Co-founder of Parse, Kevin Lacker, announced on January 28, 2016 that Parse will be shutting down its services on January 28, 2017. He highlighted a great migration strategy for those app developers currently using Parse. Facebook also open sourced Parse’s SDK and Parse’s server allowing developers to host their own Parse server. When I first read this, I was shocked. I played around with Parse and loved how fast you can quickly get a functional working application, whether for the web or mobile devices.
Parse is considered a Backend-as-a-Service (BaaS) product. There are many other companies currently doing this such as Firebase (acquired by Google in 2014) and others. Before Parse there was StackMob which was acquired by PayPal and shut down its services in 2014. So what is the problem with BaaS companies? Is there even a problem?
Control of the backend
I believe that many companies and developers still want to maintain control of their backend and handing it off to third party companies, especially companies like Facebook (Parse) or Google (Firebase), scares them. Controlling and maintaining your own backend for your application has tons of benefits but it also requires more time, resources, money and effort.
BaaS might be good for prototyping
After using Parse and Firebase one of the aspects I loved about it was being able to build a fully functional working application. This was great for prototyping and showing what is possible to a client or potential client. It also allows you to really focus on the application itself and the user experience.

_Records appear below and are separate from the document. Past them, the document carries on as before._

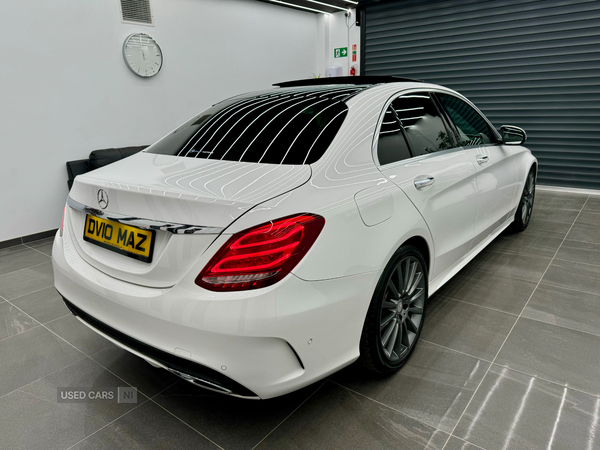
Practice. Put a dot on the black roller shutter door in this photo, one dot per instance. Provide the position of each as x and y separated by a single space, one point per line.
533 64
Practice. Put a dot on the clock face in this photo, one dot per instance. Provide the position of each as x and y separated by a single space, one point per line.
142 55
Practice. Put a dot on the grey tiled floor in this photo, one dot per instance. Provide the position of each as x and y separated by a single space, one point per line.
509 359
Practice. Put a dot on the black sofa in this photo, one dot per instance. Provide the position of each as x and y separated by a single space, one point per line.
99 158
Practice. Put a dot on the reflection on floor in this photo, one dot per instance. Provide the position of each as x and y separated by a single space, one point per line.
509 359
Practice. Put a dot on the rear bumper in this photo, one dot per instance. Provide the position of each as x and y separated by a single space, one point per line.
253 344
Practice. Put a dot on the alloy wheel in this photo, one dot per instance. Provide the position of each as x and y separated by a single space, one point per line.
402 309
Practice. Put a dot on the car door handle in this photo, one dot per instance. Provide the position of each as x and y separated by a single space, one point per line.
423 181
482 159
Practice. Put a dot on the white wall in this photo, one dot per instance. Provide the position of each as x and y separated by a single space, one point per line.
65 90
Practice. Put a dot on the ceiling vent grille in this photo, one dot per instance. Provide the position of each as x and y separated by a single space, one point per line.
136 11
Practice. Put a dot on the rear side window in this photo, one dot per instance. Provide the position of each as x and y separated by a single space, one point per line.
391 146
422 123
295 126
472 128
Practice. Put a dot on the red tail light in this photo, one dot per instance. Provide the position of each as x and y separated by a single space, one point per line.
261 256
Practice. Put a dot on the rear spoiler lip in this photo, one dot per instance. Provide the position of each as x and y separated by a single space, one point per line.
148 224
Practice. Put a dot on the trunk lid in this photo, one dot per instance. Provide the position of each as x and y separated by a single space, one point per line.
176 191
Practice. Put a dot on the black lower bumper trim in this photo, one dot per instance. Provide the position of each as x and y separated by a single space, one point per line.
167 359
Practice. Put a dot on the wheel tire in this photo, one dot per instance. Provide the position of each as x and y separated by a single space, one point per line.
525 208
395 306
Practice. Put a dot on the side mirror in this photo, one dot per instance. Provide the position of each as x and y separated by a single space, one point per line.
513 135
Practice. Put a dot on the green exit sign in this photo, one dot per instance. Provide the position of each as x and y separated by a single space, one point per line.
341 52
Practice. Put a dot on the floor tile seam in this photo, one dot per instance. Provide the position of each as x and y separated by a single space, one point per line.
562 326
470 443
19 334
147 397
151 399
580 241
469 269
83 353
327 380
387 406
68 313
513 252
25 295
547 284
27 268
556 383
110 423
42 253
513 327
40 378
474 304
455 351
578 262
586 211
550 284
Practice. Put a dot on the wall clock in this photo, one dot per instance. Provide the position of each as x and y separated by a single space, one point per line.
142 55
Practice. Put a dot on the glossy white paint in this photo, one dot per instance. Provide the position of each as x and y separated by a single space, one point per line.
319 309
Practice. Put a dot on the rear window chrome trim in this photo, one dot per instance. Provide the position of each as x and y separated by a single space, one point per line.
147 224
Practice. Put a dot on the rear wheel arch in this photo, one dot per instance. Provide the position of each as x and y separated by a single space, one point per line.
420 243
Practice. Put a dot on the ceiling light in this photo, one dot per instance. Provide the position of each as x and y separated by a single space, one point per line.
328 5
302 7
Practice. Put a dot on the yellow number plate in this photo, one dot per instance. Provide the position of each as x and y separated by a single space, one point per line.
127 240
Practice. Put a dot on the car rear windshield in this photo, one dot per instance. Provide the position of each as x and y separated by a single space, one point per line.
291 126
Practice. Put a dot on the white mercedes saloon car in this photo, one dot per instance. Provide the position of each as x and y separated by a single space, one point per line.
281 235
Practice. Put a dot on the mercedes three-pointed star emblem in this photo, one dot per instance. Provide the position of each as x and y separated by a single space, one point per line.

Developers can focus on making sure the client is pleased with what they’re getting and everything they want is captured in the application. Once it is finalized they can move to a production level back-end where they know exactly what data they are saving. This also can help determine what type of backend architecture to use for the production level application based of the prototype.
BaaS is great for entrepreneurs new to tech
Why did Facebook Shutdown Parse?
I can’t really say but a co-worker of mine pointed out that it’s not really part of the Facebook service/product offering and they were entering a space where they would be competing with big players such as Amazon with AWS, Microsoft with Azure and Google with their Cloud Platform. Google has already documented how to host a Parse server on the Google Cloud Platform. Facebook also has shown great growth in their financial numbers which leads me to believe closing Parse had nothing to do with making money and mostly on the future and focus of Facebook’s offering. As this Business Insider article alludes they basically wanted to get out of the Cloud hosting business.
The future of BaaS
It’s hard to say if Parse shutting down will have any negative or positive affects to the BaaS community. I believe it is still a very important and innovative service for developers and companies. I also believe learning and building your own backend is just as important. It all depends on what you are looking for, what you need at the time, and how much time and money you are willing to spend.